Tra gli schermi è collocata una tra le opere dedicate a La battaglia di Ponte dell’Ammiraglio (Renato Guttuso, 1955). Il pittore neorealista di idee socialiste che, successivamente, sarà legato al Partito Comunista italiano, con questo quadro vuole testimoniare la lotta dei garibaldini durante la liberazione dai Borboni del Sud Italia. Una scelta estetica (oltre che etica), questa, da realismo socialista, che si discosta dalla maggior parte delle opere in mostra, firmate da artisti che scelgono nuove strade per manifestare i propri sentimenti, e il disagio per gli avvenimenti coevi, spesso in contrapposizione con le posizioni ufficiali della Sinistra culturale italiana e del Pci, in particolare, in quanto portatori di un messaggio non immediatamente fruibile dalle masse. Il manifesto di Mussolini strappato e ricomposto in un décollage di Mimmo Rotella, L’ultimo dei Re (tela, manifesti e colla, 1961), ne è un chiaro esempio. Anche nella scultura si cerca la stilizzazione proponendo assemblaggi di oggetti di uso quotidiano e forme geometriche primarie: vedasi l’opera di Ettore Colla, Archimede II (ferro, 1960). E ancora, nella stessa sala, Enrico Baj con Generale incitante alla battaglia (olio, collage, passamaneria, decorazioni su stoffa, 1961), che mette alla berlina il potere militare e, più genericamente, quello politico.
In una stanza successiva Giulio Turcato, con l’opera Comizio (olio su tela, 1950), anticipa secondo forme proprie il nascente astrattismo formale italiano. Da questo primo quadro traspare un’adesione alle idee di cambiamento nate dalla Resistenza. Appartenente alla stessa corrente pittorica (aderenti entrambi al gruppo degli Otto), di Emilio Vedova è esposto Scontro di situazioni (tempera, carboncino e sabbia su tela, ‘59-II-I), opera di grandi dimensioni che mostra un mondo in violenta mutazione attraverso gesti e segni che si contrappongono in blocchi ben individuabili.

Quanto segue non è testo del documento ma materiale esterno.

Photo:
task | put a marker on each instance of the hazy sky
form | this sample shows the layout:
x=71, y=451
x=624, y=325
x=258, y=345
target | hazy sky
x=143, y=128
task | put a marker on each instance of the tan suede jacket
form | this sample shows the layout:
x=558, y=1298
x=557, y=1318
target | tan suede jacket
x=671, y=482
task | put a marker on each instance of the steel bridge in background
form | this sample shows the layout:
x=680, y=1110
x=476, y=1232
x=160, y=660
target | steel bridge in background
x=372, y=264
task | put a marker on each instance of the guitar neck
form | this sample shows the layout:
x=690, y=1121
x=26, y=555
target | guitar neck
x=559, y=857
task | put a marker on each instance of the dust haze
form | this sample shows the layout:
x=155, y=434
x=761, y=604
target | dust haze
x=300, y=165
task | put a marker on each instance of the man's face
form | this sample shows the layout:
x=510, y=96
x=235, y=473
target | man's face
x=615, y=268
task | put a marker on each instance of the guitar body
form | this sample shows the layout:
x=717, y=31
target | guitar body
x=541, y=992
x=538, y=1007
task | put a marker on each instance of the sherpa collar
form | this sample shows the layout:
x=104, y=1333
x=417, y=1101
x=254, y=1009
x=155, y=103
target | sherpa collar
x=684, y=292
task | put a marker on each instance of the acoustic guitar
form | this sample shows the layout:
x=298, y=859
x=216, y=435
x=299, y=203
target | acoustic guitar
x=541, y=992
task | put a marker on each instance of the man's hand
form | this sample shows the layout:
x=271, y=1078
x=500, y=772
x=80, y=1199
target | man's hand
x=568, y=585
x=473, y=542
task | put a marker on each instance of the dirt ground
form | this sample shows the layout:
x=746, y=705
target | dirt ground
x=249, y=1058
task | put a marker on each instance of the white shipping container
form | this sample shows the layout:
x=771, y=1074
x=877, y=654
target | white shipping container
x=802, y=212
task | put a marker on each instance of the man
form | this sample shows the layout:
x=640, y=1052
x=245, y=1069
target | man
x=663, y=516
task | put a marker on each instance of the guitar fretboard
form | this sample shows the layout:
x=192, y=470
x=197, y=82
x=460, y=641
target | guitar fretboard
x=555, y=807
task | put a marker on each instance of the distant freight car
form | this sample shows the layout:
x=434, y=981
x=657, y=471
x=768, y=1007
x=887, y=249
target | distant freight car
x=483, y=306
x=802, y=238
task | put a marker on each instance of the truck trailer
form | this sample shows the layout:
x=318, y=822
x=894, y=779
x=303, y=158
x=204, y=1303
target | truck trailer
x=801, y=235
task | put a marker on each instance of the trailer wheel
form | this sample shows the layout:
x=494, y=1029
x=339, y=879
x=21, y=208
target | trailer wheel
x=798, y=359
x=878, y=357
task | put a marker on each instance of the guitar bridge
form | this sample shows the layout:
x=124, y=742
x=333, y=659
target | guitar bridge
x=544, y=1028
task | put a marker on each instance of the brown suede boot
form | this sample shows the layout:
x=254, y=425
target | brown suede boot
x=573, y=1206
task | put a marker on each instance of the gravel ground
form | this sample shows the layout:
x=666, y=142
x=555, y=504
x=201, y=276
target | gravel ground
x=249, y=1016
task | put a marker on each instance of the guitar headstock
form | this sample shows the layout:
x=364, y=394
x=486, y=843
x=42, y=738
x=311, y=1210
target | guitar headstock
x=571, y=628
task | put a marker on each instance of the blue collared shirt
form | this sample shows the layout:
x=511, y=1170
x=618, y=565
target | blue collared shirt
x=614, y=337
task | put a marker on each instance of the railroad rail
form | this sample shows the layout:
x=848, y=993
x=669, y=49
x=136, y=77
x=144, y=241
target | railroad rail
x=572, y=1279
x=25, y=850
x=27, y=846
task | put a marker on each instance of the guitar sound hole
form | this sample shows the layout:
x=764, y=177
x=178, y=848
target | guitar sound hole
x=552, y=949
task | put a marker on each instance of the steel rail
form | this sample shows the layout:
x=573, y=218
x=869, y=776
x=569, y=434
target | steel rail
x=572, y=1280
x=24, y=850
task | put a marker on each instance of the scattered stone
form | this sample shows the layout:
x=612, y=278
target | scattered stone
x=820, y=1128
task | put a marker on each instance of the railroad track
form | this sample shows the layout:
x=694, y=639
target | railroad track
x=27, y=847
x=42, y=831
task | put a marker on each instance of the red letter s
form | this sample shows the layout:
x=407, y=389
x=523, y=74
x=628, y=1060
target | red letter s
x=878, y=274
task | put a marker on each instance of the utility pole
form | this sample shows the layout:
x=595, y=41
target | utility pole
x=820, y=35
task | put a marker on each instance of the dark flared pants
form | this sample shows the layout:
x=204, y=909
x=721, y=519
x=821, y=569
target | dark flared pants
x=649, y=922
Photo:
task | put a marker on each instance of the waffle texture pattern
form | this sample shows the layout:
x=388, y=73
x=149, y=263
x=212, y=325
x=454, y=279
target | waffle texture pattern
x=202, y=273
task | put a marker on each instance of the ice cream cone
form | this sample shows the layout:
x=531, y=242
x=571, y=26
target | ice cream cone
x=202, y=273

Più pacata ma altrettanto ricca di significati l’opera di Alberto Burri, Sacco e oro (tela, filo acrilico, foglia d’oro e PVA su tessuto nero, 1953), ove sembra di intravedere un piccolo gruppo di arricchiti che resistono e dominano su un mare di povertà – che ribolle ma non riesce a ribellarsi.
Lo scultore Mirko Basaldella con Geremia (cemento, 1957) mostra la sua ricerca di nuove forme, utilizzando un materiale che, freneticamente consumato, sconvolgerà – nel bene e nel male – la morfologia fisica e l’urbanistica del nostro Paese. Alla magniloquenza e al consumismo che avanza si contrappone anche l’arte povera di Michelangelo Pistoletto con Quadro da pranzo (Oggetti in meno) in legno (1965), dove una casa/cucina/quadro invita il visitatore a entrare per completare l’opera, sedendosi a tavola.
All’improvviso si è immersi in una sala di un bianco cangiante con, tra gli altri, gli Achrome di Piero Manzoni (anni ‘62/63), costruiti utilizzando materiali di vario genere, commestibili e non, trattati per renderli non degradabili e dipinti con il caolino, come il supporto sul quale sono disposti. Sempre di Manzoni, un Achrome (tela grinzata e caolino, 1959), che appare come una superficie increspata e, grazie alle ombre che crea, sembra quasi in movimento. Di Pietro Consagra, nella stessa sala dedicata al monocromo, Ferro trasparente bianco II (lastre di ferro tagliate, curvate, saldate e dipinte, 1966). Un’immagine di leggerezza e fragilità accentuata dal monocromatismo del bianco su bianco, quasi un fiore a dispetto della rigidità e robustezza del materiale utilizzato: autentica sublimazione artistica di una pesantezza insieme fisica e gravitazionale.
Angelo Savelli con Ovale #3 (olio, sabbia e sughero su tela, 1960) amalgama le forme assemblandole quasi fossero un’evoluzione di un pacato giardino giapponese.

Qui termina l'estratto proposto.